Source tips on creating and preserving an elegant vintage-style home design in your new old Aussie house.
Vintage-style home design is tried and true
Useful tips on creating and preserving an elegant vintage-style home design in your new old Aussie home can be found in More Colour Schemes for Old Australian Houses, which has been carefully researched and written by Ian Evans in conjunction with well known conservation architects Clive Lucas and Ian Stapleton.
The authors say that one of the best advantages of choosing a traditional, historically authentic home decorating scheme is the sure knowledge that it will be successful.
“Today’s fashion,” they predict, “will be passé next year but a traditional scheme will acquire a look of faded correctness and elegance as time passes” – and as a bonus it can also boost the real estate value of your home.
Source book review: More Colour Schemes for Old Australian Houses
This book gives ‘paint by numbers’ a whole new meaning. It details sixteen exterior home design schemes for houses in every state in the period between Colonial (1820-40), through early to late Victorian and Edwardian times, and the Twenties, Thirties and 1940s. Each home design scheme is illustrated by a sketch of the various parts of the building, linked to a key detailing the colours to be used. The colour numbers, based on current Australian and British standards (which can be found at www.standards.com.au), can be used to trace alternatives from the various modern manufacturers.
Useful notes on aspects of home decorating practice and the early paint industry in Australia will help those intent on faithful restoration, while background notes on traditional colour schemes and decoration influences, tools and techniques will be particularly useful for those seeking to successfully merge existing structures with recent or intended home renovations.

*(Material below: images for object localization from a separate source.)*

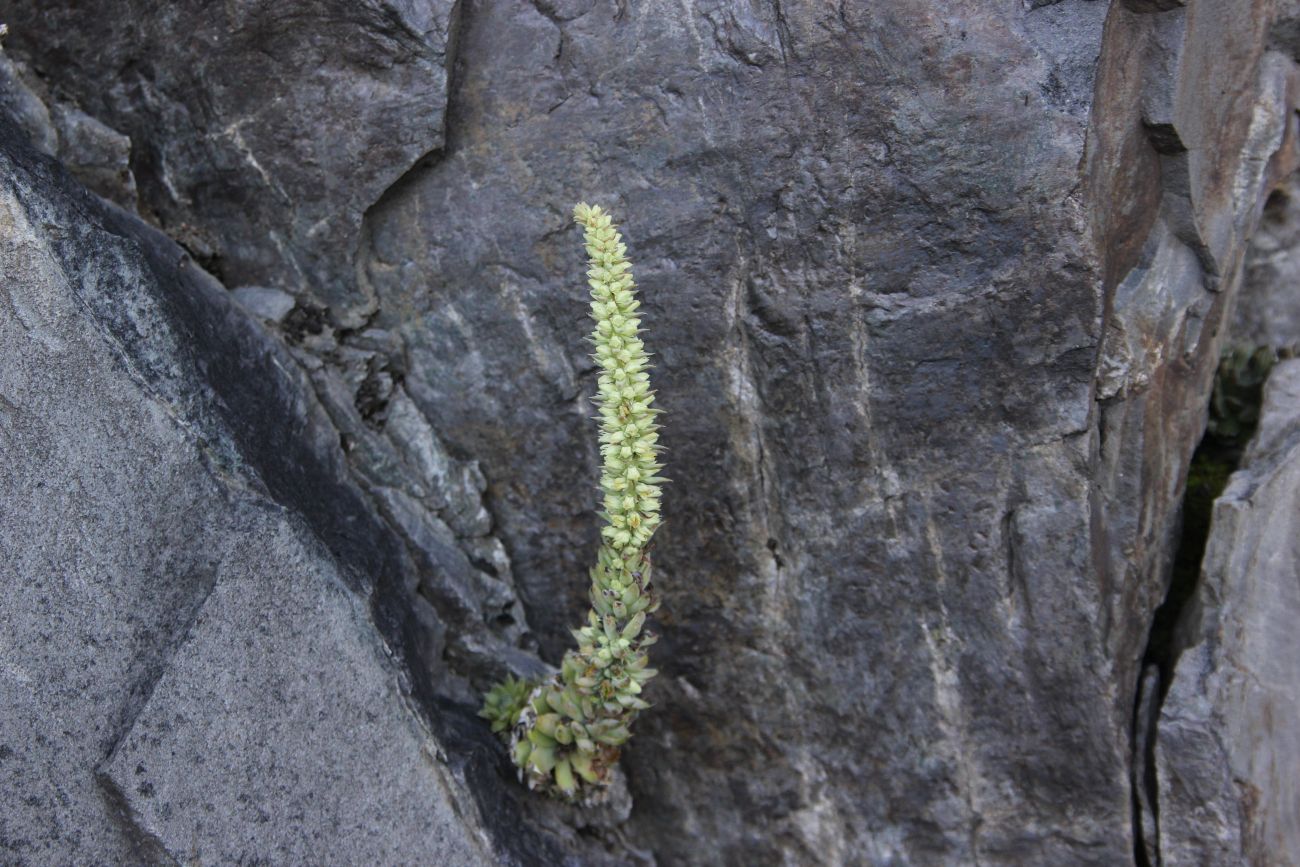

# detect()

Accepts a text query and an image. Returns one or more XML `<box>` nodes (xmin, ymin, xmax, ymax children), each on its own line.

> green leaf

<box><xmin>570</xmin><ymin>750</ymin><xmax>600</xmax><ymax>783</ymax></box>
<box><xmin>621</xmin><ymin>611</ymin><xmax>646</xmax><ymax>640</ymax></box>
<box><xmin>530</xmin><ymin>746</ymin><xmax>557</xmax><ymax>775</ymax></box>
<box><xmin>597</xmin><ymin>726</ymin><xmax>630</xmax><ymax>746</ymax></box>
<box><xmin>554</xmin><ymin>758</ymin><xmax>576</xmax><ymax>795</ymax></box>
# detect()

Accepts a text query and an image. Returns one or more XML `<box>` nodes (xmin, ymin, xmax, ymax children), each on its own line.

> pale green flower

<box><xmin>481</xmin><ymin>203</ymin><xmax>665</xmax><ymax>802</ymax></box>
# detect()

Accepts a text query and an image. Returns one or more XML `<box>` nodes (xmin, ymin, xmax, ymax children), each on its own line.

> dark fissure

<box><xmin>1130</xmin><ymin>345</ymin><xmax>1279</xmax><ymax>867</ymax></box>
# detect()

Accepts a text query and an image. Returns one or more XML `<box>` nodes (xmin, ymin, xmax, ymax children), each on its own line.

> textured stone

<box><xmin>0</xmin><ymin>44</ymin><xmax>137</xmax><ymax>209</ymax></box>
<box><xmin>0</xmin><ymin>45</ymin><xmax>55</xmax><ymax>155</ymax></box>
<box><xmin>359</xmin><ymin>2</ymin><xmax>1292</xmax><ymax>862</ymax></box>
<box><xmin>1089</xmin><ymin>7</ymin><xmax>1300</xmax><ymax>860</ymax></box>
<box><xmin>1155</xmin><ymin>359</ymin><xmax>1300</xmax><ymax>865</ymax></box>
<box><xmin>0</xmin><ymin>121</ymin><xmax>564</xmax><ymax>865</ymax></box>
<box><xmin>47</xmin><ymin>103</ymin><xmax>137</xmax><ymax>211</ymax></box>
<box><xmin>230</xmin><ymin>284</ymin><xmax>297</xmax><ymax>323</ymax></box>
<box><xmin>3</xmin><ymin>1</ymin><xmax>1300</xmax><ymax>865</ymax></box>
<box><xmin>0</xmin><ymin>120</ymin><xmax>220</xmax><ymax>866</ymax></box>
<box><xmin>1234</xmin><ymin>172</ymin><xmax>1300</xmax><ymax>350</ymax></box>
<box><xmin>100</xmin><ymin>516</ymin><xmax>491</xmax><ymax>866</ymax></box>
<box><xmin>0</xmin><ymin>0</ymin><xmax>460</xmax><ymax>324</ymax></box>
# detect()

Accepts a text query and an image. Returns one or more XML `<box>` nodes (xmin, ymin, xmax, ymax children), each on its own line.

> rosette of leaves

<box><xmin>481</xmin><ymin>676</ymin><xmax>532</xmax><ymax>737</ymax></box>
<box><xmin>479</xmin><ymin>203</ymin><xmax>665</xmax><ymax>802</ymax></box>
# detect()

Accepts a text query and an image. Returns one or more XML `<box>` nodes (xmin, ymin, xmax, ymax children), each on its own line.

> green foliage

<box><xmin>481</xmin><ymin>203</ymin><xmax>665</xmax><ymax>802</ymax></box>
<box><xmin>478</xmin><ymin>675</ymin><xmax>533</xmax><ymax>736</ymax></box>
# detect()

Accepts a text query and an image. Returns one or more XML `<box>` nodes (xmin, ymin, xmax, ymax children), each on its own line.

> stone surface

<box><xmin>0</xmin><ymin>44</ymin><xmax>55</xmax><ymax>155</ymax></box>
<box><xmin>48</xmin><ymin>103</ymin><xmax>138</xmax><ymax>211</ymax></box>
<box><xmin>1088</xmin><ymin>10</ymin><xmax>1300</xmax><ymax>861</ymax></box>
<box><xmin>0</xmin><ymin>42</ymin><xmax>137</xmax><ymax>209</ymax></box>
<box><xmin>1155</xmin><ymin>359</ymin><xmax>1300</xmax><ymax>865</ymax></box>
<box><xmin>0</xmin><ymin>0</ymin><xmax>460</xmax><ymax>324</ymax></box>
<box><xmin>230</xmin><ymin>284</ymin><xmax>298</xmax><ymax>323</ymax></box>
<box><xmin>3</xmin><ymin>1</ymin><xmax>1300</xmax><ymax>865</ymax></box>
<box><xmin>0</xmin><ymin>119</ymin><xmax>567</xmax><ymax>865</ymax></box>
<box><xmin>1235</xmin><ymin>173</ymin><xmax>1300</xmax><ymax>350</ymax></box>
<box><xmin>100</xmin><ymin>516</ymin><xmax>492</xmax><ymax>866</ymax></box>
<box><xmin>0</xmin><ymin>119</ymin><xmax>221</xmax><ymax>866</ymax></box>
<box><xmin>359</xmin><ymin>2</ymin><xmax>1294</xmax><ymax>863</ymax></box>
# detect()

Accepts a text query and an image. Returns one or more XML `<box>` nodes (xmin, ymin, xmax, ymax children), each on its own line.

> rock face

<box><xmin>1155</xmin><ymin>360</ymin><xmax>1300</xmax><ymax>864</ymax></box>
<box><xmin>0</xmin><ymin>139</ymin><xmax>221</xmax><ymax>863</ymax></box>
<box><xmin>3</xmin><ymin>1</ymin><xmax>1300</xmax><ymax>865</ymax></box>
<box><xmin>1236</xmin><ymin>173</ymin><xmax>1300</xmax><ymax>350</ymax></box>
<box><xmin>98</xmin><ymin>518</ymin><xmax>489</xmax><ymax>866</ymax></box>
<box><xmin>0</xmin><ymin>45</ymin><xmax>137</xmax><ymax>207</ymax></box>
<box><xmin>0</xmin><ymin>119</ymin><xmax>564</xmax><ymax>865</ymax></box>
<box><xmin>0</xmin><ymin>0</ymin><xmax>459</xmax><ymax>322</ymax></box>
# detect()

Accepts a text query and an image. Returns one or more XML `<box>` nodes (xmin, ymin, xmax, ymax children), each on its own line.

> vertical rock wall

<box><xmin>0</xmin><ymin>120</ymin><xmax>521</xmax><ymax>865</ymax></box>
<box><xmin>1155</xmin><ymin>360</ymin><xmax>1300</xmax><ymax>865</ymax></box>
<box><xmin>2</xmin><ymin>1</ymin><xmax>1299</xmax><ymax>864</ymax></box>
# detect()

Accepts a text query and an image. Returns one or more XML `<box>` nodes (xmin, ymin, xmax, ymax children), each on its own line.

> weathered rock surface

<box><xmin>0</xmin><ymin>119</ymin><xmax>565</xmax><ymax>865</ymax></box>
<box><xmin>0</xmin><ymin>128</ymin><xmax>219</xmax><ymax>864</ymax></box>
<box><xmin>3</xmin><ymin>1</ymin><xmax>1300</xmax><ymax>865</ymax></box>
<box><xmin>0</xmin><ymin>0</ymin><xmax>460</xmax><ymax>323</ymax></box>
<box><xmin>1155</xmin><ymin>359</ymin><xmax>1300</xmax><ymax>865</ymax></box>
<box><xmin>100</xmin><ymin>517</ymin><xmax>491</xmax><ymax>866</ymax></box>
<box><xmin>1236</xmin><ymin>173</ymin><xmax>1300</xmax><ymax>350</ymax></box>
<box><xmin>0</xmin><ymin>44</ymin><xmax>137</xmax><ymax>208</ymax></box>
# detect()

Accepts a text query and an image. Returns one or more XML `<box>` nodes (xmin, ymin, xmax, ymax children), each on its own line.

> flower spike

<box><xmin>481</xmin><ymin>203</ymin><xmax>665</xmax><ymax>802</ymax></box>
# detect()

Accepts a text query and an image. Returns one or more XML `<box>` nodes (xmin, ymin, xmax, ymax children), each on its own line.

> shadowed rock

<box><xmin>2</xmin><ymin>0</ymin><xmax>1300</xmax><ymax>863</ymax></box>
<box><xmin>1155</xmin><ymin>360</ymin><xmax>1300</xmax><ymax>864</ymax></box>
<box><xmin>0</xmin><ymin>117</ymin><xmax>563</xmax><ymax>864</ymax></box>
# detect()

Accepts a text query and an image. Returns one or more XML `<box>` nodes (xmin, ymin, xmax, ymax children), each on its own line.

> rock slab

<box><xmin>1156</xmin><ymin>359</ymin><xmax>1300</xmax><ymax>865</ymax></box>
<box><xmin>101</xmin><ymin>515</ymin><xmax>491</xmax><ymax>866</ymax></box>
<box><xmin>0</xmin><ymin>117</ymin><xmax>220</xmax><ymax>866</ymax></box>
<box><xmin>0</xmin><ymin>120</ymin><xmax>500</xmax><ymax>865</ymax></box>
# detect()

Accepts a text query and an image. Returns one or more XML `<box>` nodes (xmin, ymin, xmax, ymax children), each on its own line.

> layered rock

<box><xmin>0</xmin><ymin>0</ymin><xmax>460</xmax><ymax>323</ymax></box>
<box><xmin>0</xmin><ymin>118</ymin><xmax>568</xmax><ymax>864</ymax></box>
<box><xmin>1154</xmin><ymin>360</ymin><xmax>1300</xmax><ymax>864</ymax></box>
<box><xmin>2</xmin><ymin>1</ymin><xmax>1300</xmax><ymax>864</ymax></box>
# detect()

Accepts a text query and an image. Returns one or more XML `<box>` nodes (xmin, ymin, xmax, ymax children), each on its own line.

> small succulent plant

<box><xmin>480</xmin><ymin>675</ymin><xmax>533</xmax><ymax>737</ymax></box>
<box><xmin>479</xmin><ymin>202</ymin><xmax>665</xmax><ymax>802</ymax></box>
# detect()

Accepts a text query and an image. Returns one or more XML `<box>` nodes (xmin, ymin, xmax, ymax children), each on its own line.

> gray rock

<box><xmin>0</xmin><ymin>0</ymin><xmax>461</xmax><ymax>325</ymax></box>
<box><xmin>48</xmin><ymin>103</ymin><xmax>137</xmax><ymax>211</ymax></box>
<box><xmin>1155</xmin><ymin>359</ymin><xmax>1300</xmax><ymax>864</ymax></box>
<box><xmin>0</xmin><ymin>120</ymin><xmax>222</xmax><ymax>866</ymax></box>
<box><xmin>100</xmin><ymin>514</ymin><xmax>492</xmax><ymax>866</ymax></box>
<box><xmin>230</xmin><ymin>284</ymin><xmax>297</xmax><ymax>323</ymax></box>
<box><xmin>358</xmin><ymin>2</ymin><xmax>1295</xmax><ymax>862</ymax></box>
<box><xmin>3</xmin><ymin>0</ymin><xmax>1300</xmax><ymax>864</ymax></box>
<box><xmin>0</xmin><ymin>44</ymin><xmax>137</xmax><ymax>209</ymax></box>
<box><xmin>1235</xmin><ymin>173</ymin><xmax>1300</xmax><ymax>351</ymax></box>
<box><xmin>0</xmin><ymin>44</ymin><xmax>56</xmax><ymax>155</ymax></box>
<box><xmin>0</xmin><ymin>121</ymin><xmax>566</xmax><ymax>865</ymax></box>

In addition, the book contains a wealth of design schemes for the various rooms
inside the home, with colour maps, designs for stencil patterns and appropriate wallpaper, plus a comprehensive directory listing suppliers for the products and services needed to paint and redecorate old houses.
Other sources of inspiration for (re)creating vintage-style home design
If you feel like you need more food for thought and further inspiration to get your home redesign moving, you can even research the history of your very own house. Start at your local library – the best person to ask will be the local studies librarian. There you might find an old photograph, for example, that will alert you to roof or veranda ornaments that have long since been removed and original plans for the dwelling and any subsequent renovations that could inform your next step.
Your local library will also be able to point you in the direction of historical societies and relevant interest groups active in your area. Properties owned by the National Trust of Australia can also be a source of home design inspiration (visit www.nationaltrust.org.au).
Historic Houses Trust of NSW
Wherever you live, you can also dip into the great resources at the Historic Houses Trust of NSW. Their Caroline Simpson Library & Research Collection is open to anyone with an interest in the history of home and garden design and interior furnishing in NSW, from the 19th century to the present day.
Explore the library’s ‘Museum collections’ section and you will discover online databases of floor coverings, garden ornaments and wall coverings. Their collection also includes architectural pattern books and manufacturers’ trade catalogues and sample books – not everything is available in full online but you will find at least a few sample pictures, enough to know if the resource is worth pursuing.
A visit to the library, located at The Mint in Sydney, will reveal a collection of fittings (including curtain and blind hardware, door and window furniture), soft furnishings and trimmings, personal papers and manuscripts, pictures, photographs, and of course, books and magazines. The library welcomes enquiries and says they often have interstate and even international visitors calling in for advice on home restoration and recreation projects.